Del Castillo: I told Mexican drug lord film would make amends to victims

Actress Kate del Castillo said in a letter published by Proceso magazine over the weekend that she used her only one-on-one meeting with drug lord Joaquin “El Chapo” (Shorty) Guzman to tell him that the film she planned to make would serve to make amends to the victims of organized crime.
“Our project is also going to serve to in some way compensate the victims of organized crime, my friend.

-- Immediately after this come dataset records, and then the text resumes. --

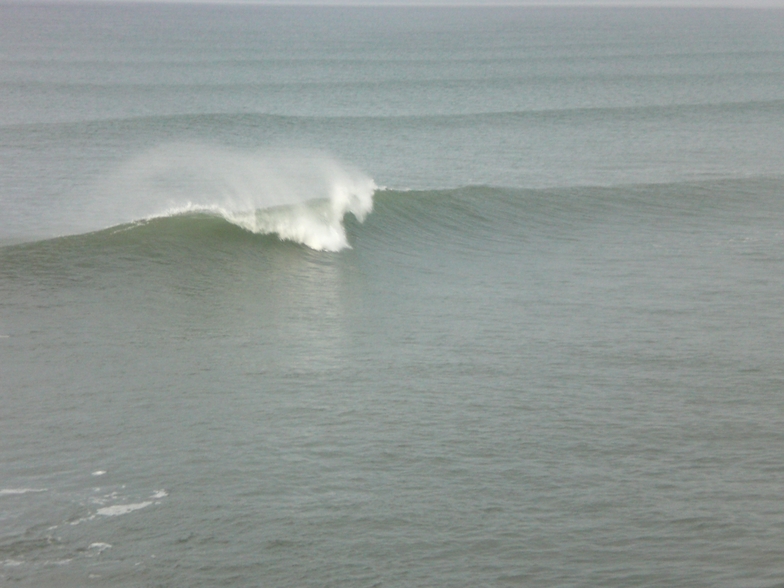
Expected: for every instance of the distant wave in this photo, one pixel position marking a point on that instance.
(301, 197)
(189, 120)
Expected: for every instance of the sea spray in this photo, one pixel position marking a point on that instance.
(300, 196)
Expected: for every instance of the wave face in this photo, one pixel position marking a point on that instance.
(299, 196)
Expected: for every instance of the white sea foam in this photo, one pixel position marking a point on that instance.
(99, 547)
(121, 509)
(299, 196)
(14, 491)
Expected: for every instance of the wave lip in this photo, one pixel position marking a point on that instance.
(299, 196)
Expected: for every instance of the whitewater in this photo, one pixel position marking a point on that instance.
(362, 296)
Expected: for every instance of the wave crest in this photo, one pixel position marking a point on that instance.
(299, 196)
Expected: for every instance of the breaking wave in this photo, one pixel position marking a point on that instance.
(299, 196)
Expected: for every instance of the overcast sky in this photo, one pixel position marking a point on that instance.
(709, 3)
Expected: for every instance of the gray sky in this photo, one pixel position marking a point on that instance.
(683, 3)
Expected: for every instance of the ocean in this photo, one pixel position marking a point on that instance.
(391, 296)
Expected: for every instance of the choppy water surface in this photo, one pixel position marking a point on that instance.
(403, 297)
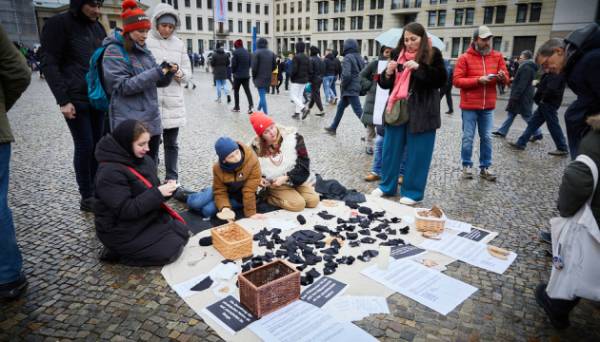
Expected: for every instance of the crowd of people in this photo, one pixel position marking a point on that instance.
(145, 66)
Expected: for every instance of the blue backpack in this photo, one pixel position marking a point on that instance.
(98, 97)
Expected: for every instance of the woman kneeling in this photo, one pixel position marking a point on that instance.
(284, 164)
(132, 220)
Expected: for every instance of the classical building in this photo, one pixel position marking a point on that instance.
(200, 31)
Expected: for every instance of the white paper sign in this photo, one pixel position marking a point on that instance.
(469, 251)
(303, 322)
(431, 288)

What do you think?” the actress said she told Guzman during their meeting on Oct. 2 near Cosala, a town in northwestern Mexico.

“Friend, you have a big heart, I think that’s really good,” the 43-year-old actress quoted the drug lord as responding.

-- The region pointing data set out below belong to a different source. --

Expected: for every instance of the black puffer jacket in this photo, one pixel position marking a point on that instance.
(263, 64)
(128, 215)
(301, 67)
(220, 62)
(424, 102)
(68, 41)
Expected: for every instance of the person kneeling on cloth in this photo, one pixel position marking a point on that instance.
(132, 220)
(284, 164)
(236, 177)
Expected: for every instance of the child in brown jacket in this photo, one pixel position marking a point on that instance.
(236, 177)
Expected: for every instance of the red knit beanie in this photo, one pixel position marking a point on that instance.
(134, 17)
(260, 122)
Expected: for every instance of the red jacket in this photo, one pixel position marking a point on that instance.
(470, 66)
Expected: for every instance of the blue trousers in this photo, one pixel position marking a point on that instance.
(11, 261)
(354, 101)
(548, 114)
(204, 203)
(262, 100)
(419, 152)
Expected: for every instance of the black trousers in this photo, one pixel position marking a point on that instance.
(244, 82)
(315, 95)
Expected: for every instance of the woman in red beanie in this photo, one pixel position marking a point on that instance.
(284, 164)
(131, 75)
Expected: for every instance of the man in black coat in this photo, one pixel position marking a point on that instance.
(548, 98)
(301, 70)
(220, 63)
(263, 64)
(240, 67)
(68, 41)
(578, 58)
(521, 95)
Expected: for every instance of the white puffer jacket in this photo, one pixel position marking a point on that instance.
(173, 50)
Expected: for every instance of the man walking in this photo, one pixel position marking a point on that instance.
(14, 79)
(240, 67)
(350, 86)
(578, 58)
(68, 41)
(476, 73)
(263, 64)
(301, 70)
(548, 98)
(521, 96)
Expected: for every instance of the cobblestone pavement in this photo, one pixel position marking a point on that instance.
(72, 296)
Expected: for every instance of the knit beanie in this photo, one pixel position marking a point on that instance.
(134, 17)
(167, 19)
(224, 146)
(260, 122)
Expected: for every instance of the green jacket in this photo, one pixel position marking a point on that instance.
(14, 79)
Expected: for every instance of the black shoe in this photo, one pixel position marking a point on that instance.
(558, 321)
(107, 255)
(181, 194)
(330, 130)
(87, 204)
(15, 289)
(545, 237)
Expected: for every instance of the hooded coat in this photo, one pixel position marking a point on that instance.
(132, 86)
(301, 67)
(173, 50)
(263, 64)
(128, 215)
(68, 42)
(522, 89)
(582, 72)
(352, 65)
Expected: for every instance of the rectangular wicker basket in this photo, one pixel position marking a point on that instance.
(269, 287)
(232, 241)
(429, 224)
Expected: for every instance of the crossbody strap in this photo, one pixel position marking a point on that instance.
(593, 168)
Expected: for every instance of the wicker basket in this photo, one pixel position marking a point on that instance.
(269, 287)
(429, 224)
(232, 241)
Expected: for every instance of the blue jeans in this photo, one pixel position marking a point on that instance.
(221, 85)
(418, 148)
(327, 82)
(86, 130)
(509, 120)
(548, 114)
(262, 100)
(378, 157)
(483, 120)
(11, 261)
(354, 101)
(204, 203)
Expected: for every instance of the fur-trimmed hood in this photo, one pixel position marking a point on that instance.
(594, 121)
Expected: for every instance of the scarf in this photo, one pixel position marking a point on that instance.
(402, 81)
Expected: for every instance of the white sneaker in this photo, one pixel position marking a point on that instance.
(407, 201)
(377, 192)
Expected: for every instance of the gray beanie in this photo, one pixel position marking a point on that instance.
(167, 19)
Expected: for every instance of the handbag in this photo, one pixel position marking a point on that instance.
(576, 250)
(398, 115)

Del Castillo said actor Sean Penn and the two film producers who accompanied her were not present when she asked Guzman to remember the request she made of him on Twitter in 2012.

“You can do good, you are a powerful man,” the actress told Guzman in her post.
The Sinaloa cartel boss became interested in meeting the actress, who is famous for playing a drug trafficker in the 2011 Spanish-language telenovela “La Reina del Sur” (Queen of the South), as a result of her Twitter post.

Del Castillo said in the letter, titled “El dia que conoci a Guzman Loera” (The Day I Met Guzman Loera), that she feared that if the drug lord did not like what she had said, it would be her “last words.”

The “real nightmare” did not start until months later, the actress said, referring to her problems with the Mexican government.

Guzman escaped from prison on July 11 through a 1.5-kilometer (nearly one-mile ) tunnel dug to his prison cell but was recaptured in January in his home state of Sinaloa and sent back to the same penitentiary outside Mexico City.

He had earlier broken out of a prison in the western state of Jalisco in 2001 and spent more than 13 years on the run before being recaptured on Feb. 22, 2014, in the Pacific resort city of Mazatlan.

Under his command, the Sinaloa cartel rose to become one of the main sources of illicit drugs entering the United States, and the Mexican kingpin’s wealth led to his name regularly appearing on Forbes magazine’s list of global billionaires.

Guzman, who had been one of the world’s most-wanted fugitives, faces dozens of drug-trafficking and money laundering charges in federal courts in Arizona, Texas, California, Illinois, Florida and New York.